Maybe such a solution could also revisit the profit and investment dynamic, offering alternative mechanisms to fund solutions that don't necessarily generate monetary returns (even if they produce a net good for humanity). There are hopeful signs – I mentioned B-Corps and alternative organisational or ownership structures – though whether these are enough remains to be seen. An increased focus on diversity and inclusion of late in startups is also a definite boon. With a more diverse range of viewpoints and backgrounds present in a company (ideally including the founding team), hopefully many of the more problematic behaviours can be headed off at the pass.

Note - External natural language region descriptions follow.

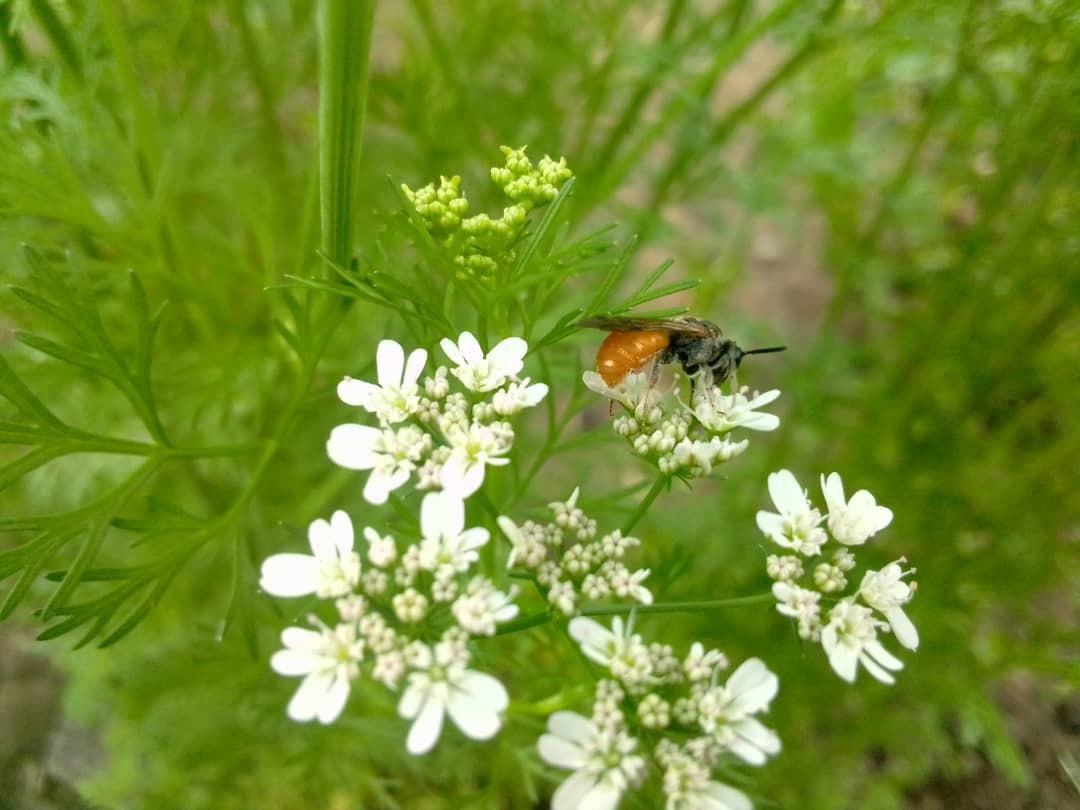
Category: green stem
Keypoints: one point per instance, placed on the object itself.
(346, 40)
(679, 607)
(524, 622)
(658, 487)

However, any such efforts do not exist in a vacuum. The startup ecosystem is a vast machine, and it has huge inertia. The further one rocks the boat, the harder the journey will be, and the lower the chances of success. Moving into climate tech is often a big leap from the norm in many cases, and if you mix in novel company structures and more diverse teams, that can often be enough to nix a company's chances before it even begins.
It comes down to the eternal question in climate change — do we fix the symptoms of climate change within the current system — the CO2, the heating, the sea level rise — or do we fix the system that created these problems in the first place? The latter offers the potential to help correct inequalities of so many kinds and create a more equitable world for all. However, replacing a system so entrenched makes the already formidable task of slowing and halting climate change yet more vast. The ultimate answer is unclear. It seems likely, given the messiness of the complex world we live in, the final answer may be a little of one, a little of the other. But not to think bigger, to try and figure out what that alternative world might look like — that would be madness.
There are many other problems touched on here, and discussions and arguments to be made on so many aspects of capitalism, wealth, startup structure, growth, companies, competition and more. However, hopefully this proves a jumping-off point for further questions and discussions. Yes, we need to act on the climate. But I think there's also value in making sure we act in the right way, and don't end up perpetuating harm in the name of preventing it.